Şuan yazının devamını kantinde yazıyorum. Az önce gelen komutan kantinciyi çağırmam için beni yukarıya gönderdi. Yukarı çıktım ve kantinciyi Hasan Abilerin koğuşunda buldum. İlginçtir ki daha önce bahsettiğim arkadaş (bedavacı) da oradaydı. Adamlar bana “komutan bütün hazır kıtanın aşağıya inmesini söyledi” diyorlar ama kendileri yukarı çıkmış artist artist, ayaklarını ayırarak, kollarını kafalarının arkasına atmış uzanıyorlar. Hayatımda bu kadar artist insanı bir arada görmedim. Hani Hasan Abi tamam, adam görmüş geçirmiş ama diğerleri? Çocuk yirmi küsür yaşında ona buna kafa tutuyor, ukala ukala konuşuyor, külhanbeyiymiş gibi davranıyor… Basitliğin bu kadarı…

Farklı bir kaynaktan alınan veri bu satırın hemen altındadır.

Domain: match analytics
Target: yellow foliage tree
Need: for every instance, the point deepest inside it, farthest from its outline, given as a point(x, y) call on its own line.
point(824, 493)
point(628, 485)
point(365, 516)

Yazıyı birer ikişer saat aralıklarla, müsait oldukça yazıyorum. Az önce evrak almak için karargaha gittim. İşimi hallettikten sonra dışarı çıkıp disiplin subaylığına gidiyordum ki karşımda Ergin Erdem’i gördüm. Ayağında çorap terlik, pat pat yürüyordu. Nereye gittiğini sordum. “Gidiyorum” dedi. Terhis olmuştu. Kulağındaki sorun nedeniyle tam olarak duyamıyordu ve çürük raporu almak için askeri hastaneye, Erzurum’a gitmişti. Oradan dönüp iki hafta sonra da buradaki askeri hastaneye gitti. Çürük raporunu da kaptı sonunda. Zaten almasını da bekliyorduk. Çocuk şimdi elini kolunu sallaya sallaya gidiyor.

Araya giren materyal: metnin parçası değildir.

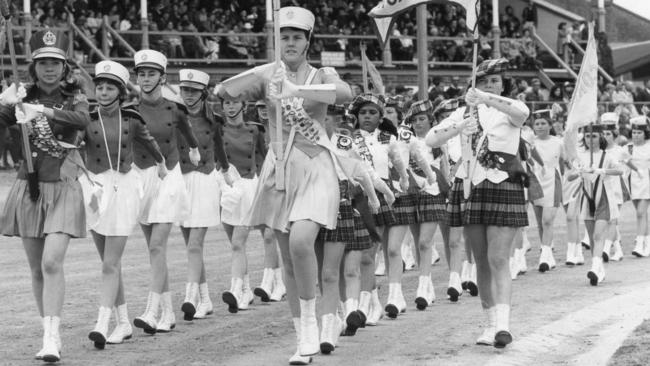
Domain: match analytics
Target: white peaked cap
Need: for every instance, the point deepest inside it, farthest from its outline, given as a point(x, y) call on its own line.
point(150, 58)
point(297, 17)
point(112, 70)
point(193, 78)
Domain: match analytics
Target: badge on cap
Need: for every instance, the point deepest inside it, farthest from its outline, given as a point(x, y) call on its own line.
point(49, 38)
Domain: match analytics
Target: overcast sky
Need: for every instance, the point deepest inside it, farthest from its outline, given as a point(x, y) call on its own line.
point(641, 7)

Askerlik gerçekten de yapılması gereken bir görev. İyisiyle kötüsüyle insana bir şeyler katıyor. Kısa dönem askerler tam ortama, insanlara alıştım derken çekip gidiyor. Usta birliğime geçtikten sonra bir çok insanla tanıştım. Kısa dönemlisi olsun uzun dönemlisi olsun hemen hemen hepsi iyi insanlardı. Onları kötü yapan tek şey vardı, o da askerliğin yarattığı psikolojik baskıydı. Şimdi çoğu gitti. Tam alıştım, ısındım derken onlar çekip gitti. Kısa dönemliler olarak ayrılan çok insan görmüyoruz fakat uzun dönemliler epey bir dönemi gönderiyor gözlerinin önünden. Biri giderken diğeri geliyor ve yeni gelene alışma dönemi başlıyor onlar için. Zaten yenisine alışana kadar gelen gidiyor. Bu kez daha da yenisi geliyor. Böyle böyle hayat devam ediyor onlar için. Ta ki kendilerini de başkaları gönderene kadar.

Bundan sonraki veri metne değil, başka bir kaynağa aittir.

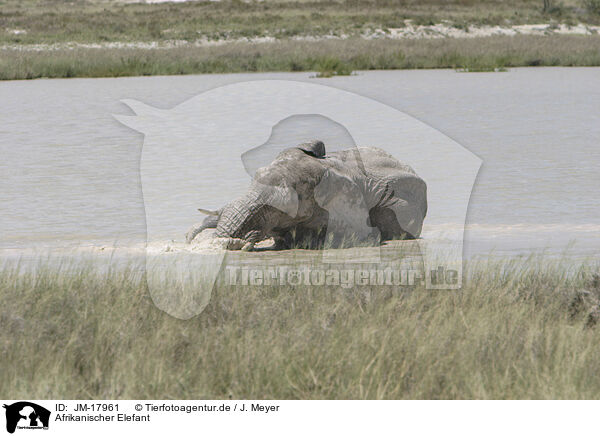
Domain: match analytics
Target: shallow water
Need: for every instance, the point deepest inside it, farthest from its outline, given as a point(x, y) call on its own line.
point(70, 170)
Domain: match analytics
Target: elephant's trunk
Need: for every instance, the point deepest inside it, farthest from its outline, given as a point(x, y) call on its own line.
point(242, 216)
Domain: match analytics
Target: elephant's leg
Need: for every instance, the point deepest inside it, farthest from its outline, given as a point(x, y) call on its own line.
point(210, 222)
point(385, 220)
point(251, 238)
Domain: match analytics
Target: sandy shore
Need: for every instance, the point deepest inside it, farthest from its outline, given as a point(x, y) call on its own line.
point(409, 31)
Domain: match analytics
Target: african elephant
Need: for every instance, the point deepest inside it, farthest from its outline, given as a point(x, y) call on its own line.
point(362, 195)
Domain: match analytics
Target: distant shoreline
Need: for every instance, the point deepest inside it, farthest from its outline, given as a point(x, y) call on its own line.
point(327, 57)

Basit kelimelerle anlatmak açıklayıcı olmuyor, biliyorum. Hayat gerçekten çok garip. İnsanı nerelerden nerelere sürüklüyor… Ne tür insanları karşısına çıkarıyor… Şuan aklıma Amerika’da olduğum günler, sokaklar, caddeler, yemyeşil bahçeli evler, evlerin üzerinden batan akşam güneş geliyor. Avrupa’da kaldığım yurdu, odayı ve sekizinci kattan dışarıyı izlediğim pencereyi hatırlıyorum. Rafa’nın cama yapıştırdığı termometreyi hatırlıyorum. Bunlar sadece beş yıl içinde yaşadığım şeyler. Sadece beş yıl!. İnsan bir garip oluyor bunları hatırlayınca. İleride daha nerelere gidip kimlerle karşılaşacağız, kim bilir?